Dr. Roach: Gene risk depends on parents' test results

Keith Roach
To Your Health

Dear Dr. Roach: I am woman with three healthy sisters and we're all in our 20s. Recently, our mom had a mammogram and a spot was found. It was determined to be atypical hyperplasia. They removed all affected tissue, but told my mother she does have a high risk of developing breast cancer due to this occurrence.

My maternal grandmother is a breast cancer survivor, but her sisters, mother and aunts passed away from breast and ovarian cancer. My mom's doctor recommended a genetic test. My mom and grandmom had it done. My grandmom was positive for the BRCA-2 mutation, and my mom was negative for it.

My sisters and I wonder if we should be worried about increased risk for breast cancer. My grandmother told us her geneticist recommended that we get the genetic test and/or mammograms for monitoring due to strong family history. However, my mother told us that because she does not have the mutation, we cannot inherit it (at least from her side of the family).

Should my sisters and I get this test?


Dear A.S.: The BRCA mutations, 1 and 2, increase risk for cancer in people who have them, especially breast and ovarian in women, breast and prostate in men, and pancreas in both men and women. Your maternal grandmother has this syndrome and should be screened for these conditions. Since your mother didn't get a copy of this gene from her mother, you and your sisters couldn't get the gene from your mother, as your mother told you. Of course, you could have gotten a copy from your father, but since you haven't told me about cancer in his family, that's very unlikely.

Your mom's atypical hyperplasia hikes her risk for cancer, but atypical hyperplasia isn't uncommon and does not necessarily mean she has any known cancer susceptibility gene.

Based on what you've told me, your risk and that of your sisters is the same as the general population. You should begin getting mammograms at age 50.

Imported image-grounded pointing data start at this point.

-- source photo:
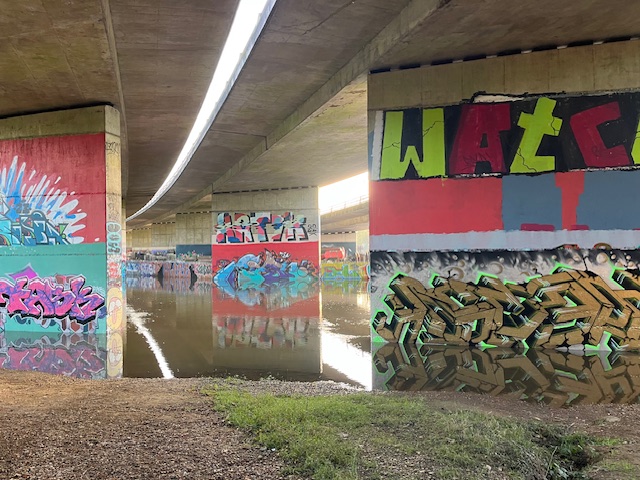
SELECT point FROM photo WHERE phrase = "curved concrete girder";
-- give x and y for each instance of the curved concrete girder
(346, 82)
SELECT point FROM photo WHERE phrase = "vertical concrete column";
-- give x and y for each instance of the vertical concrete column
(508, 219)
(61, 244)
(265, 237)
(163, 236)
(193, 234)
(265, 262)
(139, 239)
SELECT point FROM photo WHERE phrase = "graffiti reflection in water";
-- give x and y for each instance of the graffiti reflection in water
(550, 377)
(74, 355)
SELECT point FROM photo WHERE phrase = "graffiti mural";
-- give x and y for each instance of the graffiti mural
(581, 299)
(48, 196)
(34, 211)
(259, 270)
(335, 271)
(469, 204)
(527, 135)
(550, 377)
(74, 355)
(63, 301)
(263, 227)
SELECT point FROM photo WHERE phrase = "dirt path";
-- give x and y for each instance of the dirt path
(60, 428)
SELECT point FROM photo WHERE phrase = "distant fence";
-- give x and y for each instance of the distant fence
(344, 271)
(174, 269)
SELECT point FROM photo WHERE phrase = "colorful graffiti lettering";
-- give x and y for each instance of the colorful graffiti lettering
(263, 269)
(78, 356)
(551, 377)
(567, 308)
(263, 227)
(525, 136)
(143, 269)
(331, 271)
(44, 298)
(35, 211)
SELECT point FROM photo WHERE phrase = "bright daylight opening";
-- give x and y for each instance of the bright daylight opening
(345, 193)
(248, 23)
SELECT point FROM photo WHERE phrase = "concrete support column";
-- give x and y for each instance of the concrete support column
(265, 261)
(163, 236)
(508, 219)
(266, 237)
(61, 247)
(139, 239)
(193, 234)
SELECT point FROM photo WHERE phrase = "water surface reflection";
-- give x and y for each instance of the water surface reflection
(281, 331)
(309, 332)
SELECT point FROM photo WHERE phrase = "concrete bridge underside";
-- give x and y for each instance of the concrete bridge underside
(297, 115)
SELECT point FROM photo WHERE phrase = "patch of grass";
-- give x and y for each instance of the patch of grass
(401, 436)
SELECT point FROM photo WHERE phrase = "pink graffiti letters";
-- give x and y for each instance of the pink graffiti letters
(39, 298)
(260, 227)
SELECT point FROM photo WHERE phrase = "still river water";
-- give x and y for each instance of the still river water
(323, 334)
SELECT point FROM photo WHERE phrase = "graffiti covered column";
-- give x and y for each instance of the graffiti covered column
(508, 219)
(265, 238)
(60, 242)
(265, 259)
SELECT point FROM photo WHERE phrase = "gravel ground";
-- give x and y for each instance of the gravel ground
(62, 428)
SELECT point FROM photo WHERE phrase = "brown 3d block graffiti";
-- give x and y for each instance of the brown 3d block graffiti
(566, 308)
(555, 378)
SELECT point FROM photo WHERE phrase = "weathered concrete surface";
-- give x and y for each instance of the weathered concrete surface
(167, 52)
(350, 219)
(54, 54)
(304, 44)
(295, 117)
(420, 32)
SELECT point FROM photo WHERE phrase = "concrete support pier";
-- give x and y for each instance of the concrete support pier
(61, 241)
(503, 201)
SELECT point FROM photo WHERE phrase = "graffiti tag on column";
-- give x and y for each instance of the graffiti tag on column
(566, 308)
(114, 238)
(34, 211)
(525, 136)
(38, 298)
(262, 227)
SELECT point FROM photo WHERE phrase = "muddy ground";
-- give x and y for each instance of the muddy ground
(60, 428)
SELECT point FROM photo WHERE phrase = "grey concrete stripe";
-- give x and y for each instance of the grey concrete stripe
(500, 240)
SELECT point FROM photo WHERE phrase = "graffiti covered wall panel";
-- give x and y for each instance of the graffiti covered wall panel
(245, 266)
(52, 191)
(525, 136)
(504, 224)
(266, 227)
(261, 249)
(53, 267)
(46, 292)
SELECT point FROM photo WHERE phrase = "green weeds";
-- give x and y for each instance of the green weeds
(401, 436)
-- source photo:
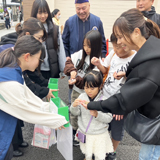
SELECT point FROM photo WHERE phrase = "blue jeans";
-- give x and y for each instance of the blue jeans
(149, 152)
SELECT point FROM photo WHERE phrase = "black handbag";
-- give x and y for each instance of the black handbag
(143, 129)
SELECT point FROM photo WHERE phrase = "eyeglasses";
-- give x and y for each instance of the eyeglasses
(39, 38)
(41, 60)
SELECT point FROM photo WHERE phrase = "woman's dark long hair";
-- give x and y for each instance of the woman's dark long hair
(93, 79)
(55, 12)
(42, 6)
(25, 44)
(94, 40)
(132, 19)
(31, 25)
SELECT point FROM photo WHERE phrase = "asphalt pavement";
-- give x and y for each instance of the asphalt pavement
(127, 150)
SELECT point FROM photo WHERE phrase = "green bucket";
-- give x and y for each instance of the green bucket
(63, 109)
(53, 84)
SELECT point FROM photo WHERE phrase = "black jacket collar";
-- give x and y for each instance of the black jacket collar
(150, 50)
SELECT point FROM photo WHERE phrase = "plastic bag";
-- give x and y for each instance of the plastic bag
(65, 142)
(41, 136)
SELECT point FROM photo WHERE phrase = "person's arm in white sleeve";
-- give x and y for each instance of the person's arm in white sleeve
(24, 105)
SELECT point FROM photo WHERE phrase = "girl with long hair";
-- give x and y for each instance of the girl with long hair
(54, 61)
(141, 92)
(79, 64)
(16, 99)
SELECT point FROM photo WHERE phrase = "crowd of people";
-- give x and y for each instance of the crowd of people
(104, 91)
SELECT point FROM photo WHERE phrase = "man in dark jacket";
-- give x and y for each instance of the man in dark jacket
(145, 6)
(78, 25)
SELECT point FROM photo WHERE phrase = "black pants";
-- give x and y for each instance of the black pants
(7, 23)
(18, 137)
(9, 154)
(46, 74)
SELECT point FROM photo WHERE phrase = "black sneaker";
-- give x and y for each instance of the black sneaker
(75, 143)
(111, 156)
(17, 153)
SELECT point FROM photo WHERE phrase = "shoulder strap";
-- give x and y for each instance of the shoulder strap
(106, 74)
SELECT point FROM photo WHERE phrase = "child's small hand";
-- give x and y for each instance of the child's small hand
(93, 113)
(118, 117)
(50, 94)
(119, 75)
(71, 81)
(84, 103)
(76, 103)
(95, 61)
(73, 74)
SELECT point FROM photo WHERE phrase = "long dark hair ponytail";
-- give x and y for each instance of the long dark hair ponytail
(42, 5)
(25, 44)
(94, 40)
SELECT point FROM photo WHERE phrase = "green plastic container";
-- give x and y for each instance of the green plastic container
(63, 109)
(53, 84)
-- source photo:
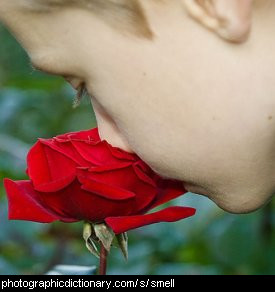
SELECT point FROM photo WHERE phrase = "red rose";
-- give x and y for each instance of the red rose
(76, 176)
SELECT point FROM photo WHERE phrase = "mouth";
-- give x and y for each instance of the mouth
(193, 188)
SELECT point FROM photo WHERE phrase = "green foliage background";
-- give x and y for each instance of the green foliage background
(35, 105)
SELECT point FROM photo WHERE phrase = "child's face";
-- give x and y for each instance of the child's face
(194, 107)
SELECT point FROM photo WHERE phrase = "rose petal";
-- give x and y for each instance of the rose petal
(97, 154)
(75, 202)
(48, 169)
(167, 191)
(124, 180)
(101, 189)
(121, 154)
(171, 214)
(90, 135)
(24, 203)
(66, 148)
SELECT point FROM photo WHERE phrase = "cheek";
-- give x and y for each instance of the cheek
(107, 128)
(241, 202)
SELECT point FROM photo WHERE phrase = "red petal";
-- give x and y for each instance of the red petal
(106, 191)
(66, 148)
(90, 135)
(97, 154)
(48, 169)
(167, 191)
(118, 183)
(24, 203)
(171, 214)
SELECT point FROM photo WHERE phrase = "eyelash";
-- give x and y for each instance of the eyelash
(81, 92)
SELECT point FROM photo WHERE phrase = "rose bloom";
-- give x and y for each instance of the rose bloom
(77, 176)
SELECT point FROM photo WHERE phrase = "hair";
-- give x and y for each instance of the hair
(124, 15)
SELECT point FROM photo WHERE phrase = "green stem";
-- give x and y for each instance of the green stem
(103, 260)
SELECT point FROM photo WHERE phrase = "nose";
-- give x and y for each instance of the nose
(108, 129)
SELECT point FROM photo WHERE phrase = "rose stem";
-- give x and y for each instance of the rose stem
(103, 260)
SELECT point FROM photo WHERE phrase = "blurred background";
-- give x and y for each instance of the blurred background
(35, 105)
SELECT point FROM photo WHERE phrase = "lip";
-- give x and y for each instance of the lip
(75, 83)
(195, 189)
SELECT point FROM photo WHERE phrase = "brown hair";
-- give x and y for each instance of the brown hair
(125, 15)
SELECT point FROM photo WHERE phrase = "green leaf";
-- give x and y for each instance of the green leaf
(104, 234)
(87, 235)
(122, 240)
(72, 270)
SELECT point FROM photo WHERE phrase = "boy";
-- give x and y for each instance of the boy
(196, 104)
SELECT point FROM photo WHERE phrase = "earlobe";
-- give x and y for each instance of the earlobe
(229, 19)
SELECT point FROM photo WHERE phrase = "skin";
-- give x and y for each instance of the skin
(192, 105)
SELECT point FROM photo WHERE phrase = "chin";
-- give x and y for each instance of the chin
(235, 203)
(238, 205)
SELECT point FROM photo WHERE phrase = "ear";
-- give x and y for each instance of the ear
(230, 19)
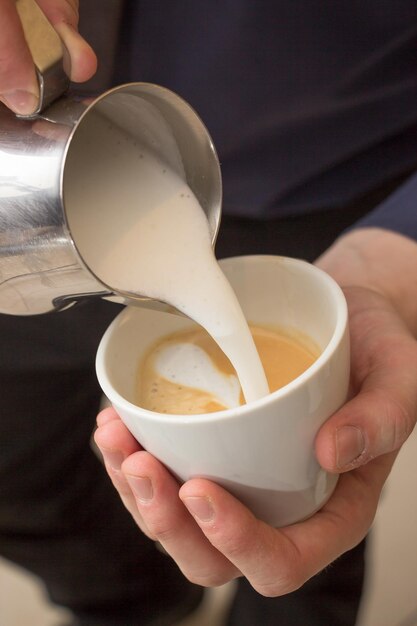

Dear Dr. Roach: I have been diagnosed with Fuchs' corneal dystrophy by an ophthalmologist, whom I saw for an eye exam recently. Would you please tell me more about this disease?


Dear N.O.: Fuchs' dystrophy is a condition of older eyes that happens when cells in the innermost lining of the cornea (the translucent, colorless front part of the eye) degenerate, causing, initially, deposits in the cornea and later swelling of the cornea. The illness has a complex genetic pattern of inheritance, and tends to progress slowly. Treatments include soft contact lenses to "bandage" the cornea, and eyedrops. Transplant surgery of the affected cornea lining , or the whole cornea, is the definitive treatment.